LLM-as-Judge based AI Agent testing library with multi-turn conversations, AI simulated users, and statistical analysis

@agtlantis/eval

Unit testing for AI Agents

Overview

Traditional unit tests are deterministic — same input, same output, pass or fail. AI Agents are non-deterministic. The same prompt can produce different outputs, and "correctness" is often a spectrum, not a binary.
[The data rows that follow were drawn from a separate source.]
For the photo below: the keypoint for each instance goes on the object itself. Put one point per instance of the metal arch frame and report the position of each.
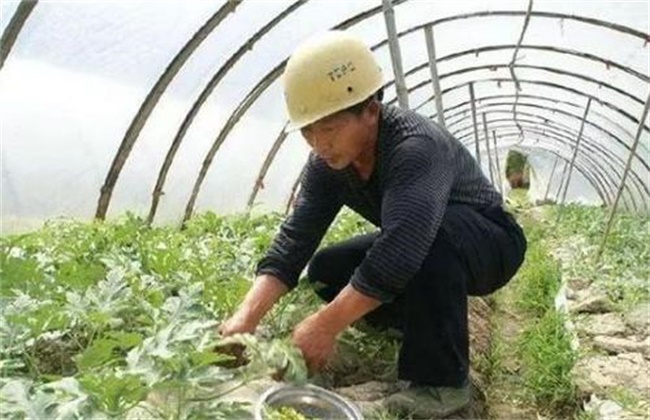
(150, 102)
(460, 114)
(563, 142)
(10, 34)
(261, 84)
(504, 80)
(494, 67)
(510, 13)
(585, 173)
(568, 135)
(546, 120)
(625, 145)
(608, 185)
(276, 146)
(604, 61)
(555, 86)
(595, 179)
(248, 100)
(598, 152)
(203, 96)
(558, 156)
(155, 93)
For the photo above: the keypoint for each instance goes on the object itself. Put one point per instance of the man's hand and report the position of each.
(237, 324)
(266, 291)
(316, 334)
(316, 341)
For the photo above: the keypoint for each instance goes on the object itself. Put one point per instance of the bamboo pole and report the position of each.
(487, 145)
(10, 34)
(575, 153)
(433, 68)
(612, 212)
(550, 178)
(395, 54)
(498, 165)
(473, 105)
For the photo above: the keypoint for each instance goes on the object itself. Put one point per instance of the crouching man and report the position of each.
(443, 233)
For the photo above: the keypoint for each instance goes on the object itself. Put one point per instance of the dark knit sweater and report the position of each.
(419, 169)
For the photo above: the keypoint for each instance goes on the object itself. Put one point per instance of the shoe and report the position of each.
(427, 402)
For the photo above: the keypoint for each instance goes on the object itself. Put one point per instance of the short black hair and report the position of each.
(357, 109)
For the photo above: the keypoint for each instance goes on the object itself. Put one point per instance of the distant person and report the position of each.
(443, 232)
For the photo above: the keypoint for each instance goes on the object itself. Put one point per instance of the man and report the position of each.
(443, 232)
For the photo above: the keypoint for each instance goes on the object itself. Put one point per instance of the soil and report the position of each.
(367, 384)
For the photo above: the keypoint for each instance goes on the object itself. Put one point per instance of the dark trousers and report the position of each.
(475, 251)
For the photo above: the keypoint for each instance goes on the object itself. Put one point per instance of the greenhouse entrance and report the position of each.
(153, 170)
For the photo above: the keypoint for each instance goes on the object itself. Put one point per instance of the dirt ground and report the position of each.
(368, 384)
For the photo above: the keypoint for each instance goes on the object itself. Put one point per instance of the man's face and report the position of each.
(340, 138)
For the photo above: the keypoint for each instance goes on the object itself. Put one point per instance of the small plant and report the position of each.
(548, 358)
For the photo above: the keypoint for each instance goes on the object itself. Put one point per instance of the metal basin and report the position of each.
(311, 401)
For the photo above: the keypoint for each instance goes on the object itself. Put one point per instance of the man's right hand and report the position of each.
(266, 291)
(237, 324)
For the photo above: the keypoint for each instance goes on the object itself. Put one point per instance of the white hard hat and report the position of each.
(326, 74)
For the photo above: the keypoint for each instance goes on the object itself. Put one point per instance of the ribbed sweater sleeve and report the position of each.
(417, 188)
(316, 206)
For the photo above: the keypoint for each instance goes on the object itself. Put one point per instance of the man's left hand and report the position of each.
(316, 340)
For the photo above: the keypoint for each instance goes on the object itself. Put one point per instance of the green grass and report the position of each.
(94, 316)
(545, 348)
(532, 362)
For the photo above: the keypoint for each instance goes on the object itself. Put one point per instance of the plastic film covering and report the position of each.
(168, 108)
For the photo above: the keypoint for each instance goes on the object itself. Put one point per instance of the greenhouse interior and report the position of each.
(149, 165)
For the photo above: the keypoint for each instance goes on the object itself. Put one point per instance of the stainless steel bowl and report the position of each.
(309, 400)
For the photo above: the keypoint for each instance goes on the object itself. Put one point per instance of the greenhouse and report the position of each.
(153, 167)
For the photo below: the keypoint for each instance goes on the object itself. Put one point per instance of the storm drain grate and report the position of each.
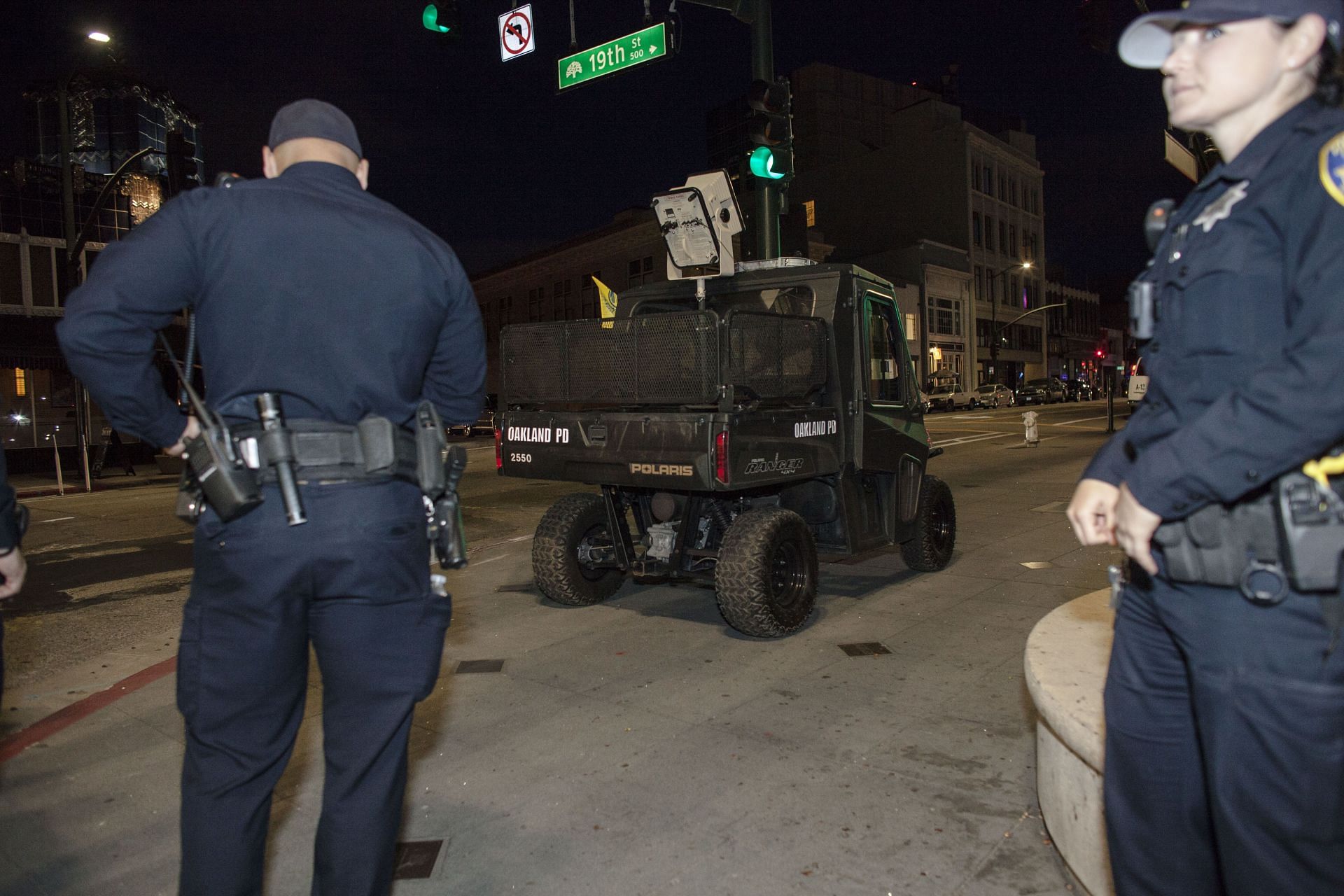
(479, 665)
(416, 859)
(866, 649)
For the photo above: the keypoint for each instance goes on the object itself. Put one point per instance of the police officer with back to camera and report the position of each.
(13, 566)
(1225, 699)
(332, 330)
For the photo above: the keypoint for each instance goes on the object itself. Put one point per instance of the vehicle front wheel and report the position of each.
(936, 528)
(566, 535)
(766, 577)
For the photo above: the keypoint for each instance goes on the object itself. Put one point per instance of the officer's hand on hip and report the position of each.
(187, 434)
(13, 568)
(1135, 527)
(1092, 512)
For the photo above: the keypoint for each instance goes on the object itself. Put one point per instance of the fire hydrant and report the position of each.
(1030, 422)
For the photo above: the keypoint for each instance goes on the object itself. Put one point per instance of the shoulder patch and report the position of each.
(1332, 167)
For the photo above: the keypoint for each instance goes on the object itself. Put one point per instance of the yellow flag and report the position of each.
(608, 301)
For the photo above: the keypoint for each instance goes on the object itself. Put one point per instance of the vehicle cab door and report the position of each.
(890, 400)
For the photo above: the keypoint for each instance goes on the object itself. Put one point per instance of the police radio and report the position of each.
(1142, 292)
(227, 484)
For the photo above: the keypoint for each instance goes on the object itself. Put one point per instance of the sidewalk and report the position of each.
(643, 747)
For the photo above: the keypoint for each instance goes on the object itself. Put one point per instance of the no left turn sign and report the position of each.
(517, 33)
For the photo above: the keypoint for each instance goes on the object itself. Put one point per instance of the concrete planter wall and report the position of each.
(1066, 662)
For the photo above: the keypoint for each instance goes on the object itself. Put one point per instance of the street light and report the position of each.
(993, 315)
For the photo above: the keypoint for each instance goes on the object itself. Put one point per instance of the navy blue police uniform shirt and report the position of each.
(1247, 356)
(302, 285)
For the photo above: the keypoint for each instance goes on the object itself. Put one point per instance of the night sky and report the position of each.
(487, 155)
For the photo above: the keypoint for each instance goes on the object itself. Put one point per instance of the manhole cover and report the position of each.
(479, 665)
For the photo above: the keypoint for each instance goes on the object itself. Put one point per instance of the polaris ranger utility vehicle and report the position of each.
(737, 425)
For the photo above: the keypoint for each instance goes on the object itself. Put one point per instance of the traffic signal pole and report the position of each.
(766, 191)
(758, 15)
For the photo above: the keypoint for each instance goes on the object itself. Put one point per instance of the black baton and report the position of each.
(280, 454)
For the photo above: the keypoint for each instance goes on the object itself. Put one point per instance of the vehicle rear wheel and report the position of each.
(936, 528)
(766, 577)
(574, 524)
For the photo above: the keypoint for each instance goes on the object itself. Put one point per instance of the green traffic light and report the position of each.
(762, 164)
(430, 19)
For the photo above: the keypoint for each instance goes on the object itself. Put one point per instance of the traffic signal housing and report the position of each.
(771, 130)
(441, 18)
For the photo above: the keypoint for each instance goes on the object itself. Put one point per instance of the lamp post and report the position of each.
(69, 270)
(993, 316)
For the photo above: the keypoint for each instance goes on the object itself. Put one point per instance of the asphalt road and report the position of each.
(111, 570)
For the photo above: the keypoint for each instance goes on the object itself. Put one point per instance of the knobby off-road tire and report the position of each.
(766, 577)
(936, 528)
(555, 552)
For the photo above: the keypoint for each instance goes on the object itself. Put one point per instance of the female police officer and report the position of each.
(1225, 746)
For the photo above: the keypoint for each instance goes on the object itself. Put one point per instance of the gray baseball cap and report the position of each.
(314, 118)
(1148, 39)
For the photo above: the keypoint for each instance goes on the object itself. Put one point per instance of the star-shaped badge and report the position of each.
(1222, 207)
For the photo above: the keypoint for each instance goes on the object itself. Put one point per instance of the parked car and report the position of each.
(1079, 391)
(949, 397)
(1046, 390)
(993, 396)
(484, 425)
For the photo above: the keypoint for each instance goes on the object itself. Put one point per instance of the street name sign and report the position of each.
(613, 55)
(517, 33)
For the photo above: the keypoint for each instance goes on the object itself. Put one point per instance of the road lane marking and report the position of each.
(974, 438)
(108, 552)
(100, 589)
(1082, 419)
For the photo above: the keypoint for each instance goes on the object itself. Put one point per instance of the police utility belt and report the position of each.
(1294, 533)
(226, 466)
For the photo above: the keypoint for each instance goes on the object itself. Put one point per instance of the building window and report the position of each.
(641, 272)
(946, 317)
(561, 300)
(589, 296)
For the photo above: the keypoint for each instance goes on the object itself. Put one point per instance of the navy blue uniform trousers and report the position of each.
(354, 582)
(1225, 745)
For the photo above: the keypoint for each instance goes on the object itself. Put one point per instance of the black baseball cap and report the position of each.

@agtlantis/eval embraces this reality with LLM-as-Judge evaluation, statistical iterations, and multi-turn conversation testing.

Features

LLM-as-Judge Evaluation — Use AI to evaluate AI with customizable criteria
Multi-turn Conversations — Test complex dialogues with termination conditions
AI Simulated Users — Automatically generate realistic user inputs with personas
Statistical Iterations — Run tests multiple times and analyze results statistically
Cost Tracking — Built-in pricing tables with per-component cost breakdown
Schema Validation — Validate outputs with Zod schemas (binary pass/fail)
Hybrid Evaluation — Combine programmatic and LLM-based criteria
Prompt Improvement — Get AI-generated suggestions to improve your agent's prompts
CLI Runner — Run evaluations from the command line with TypeScript configs
Markdown Reports — Generate detailed, human-readable evaluation reports

Installation

Not published to npm yet. Use from the monorepo:

git clone <repo-url>
cd agtlantis
pnpm install
pnpm build

Note: zod is a required peer dependency for schema validation features.

Quick Start

1. Define Your Agent

import type { EvalAgent, AgentPrompt } from '@agtlantis/eval'

interface QAInput {
  question: string
}

interface QAOutput {
  answer: string
  confidence: 'high' | 'medium' | 'low'
}

const qaAgent: EvalAgent<QAInput, QAOutput> = {
  config: {
    name: 'qa-agent',
    description: 'A Q&A agent that answers questions accurately',
  },
  prompt: {
    id: 'qa-prompt',
    version: '1.0.0',
    system: 'You are a helpful Q&A assistant. Answer questions accurately and concisely.',
    renderUserPrompt: (input) => input.question,
  },
  execute: async (input) => {
    // Your actual LLM call here
    return {
      result: { answer: 'The answer...', confidence: 'high' },
      metadata: { tokenUsage: { input: 10, output: 20, total: 30 } },
    }
  },
}

2. Create a Judge

import { createOpenAIProvider } from '@agtlantis/core'
import { createJudge, accuracy, relevance } from '@agtlantis/eval'

const provider = createOpenAIProvider({
  apiKey: process.env.OPENAI_API_KEY!,
}).withDefaultModel('gpt-4o-mini')

const judge = createJudge({
  provider,
  criteria: [
    accuracy({ weight: 2 }),
    relevance(),
    {
      id: 'conciseness',
      name: 'Conciseness',
      description: 'The answer is brief and to the point',
    },
  ],
  passThreshold: 70,
})

3. Run Evaluations

import { createEvalSuite, reportToMarkdown } from '@agtlantis/eval'

const suite = createEvalSuite({
  agent: qaAgent,
  judge,
  agentDescription: 'Q&A agent that answers general knowledge questions',
})

const testCases = [
  { id: 'capitals', input: { question: 'What is the capital of France?' } },
  { id: 'math', input: { question: 'What is 2 + 2?' } },
  { id: 'history', input: { question: 'Who wrote Romeo and Juliet?' } },
]

const report = await suite.run(testCases, { iterations: 5, concurrency: 2 })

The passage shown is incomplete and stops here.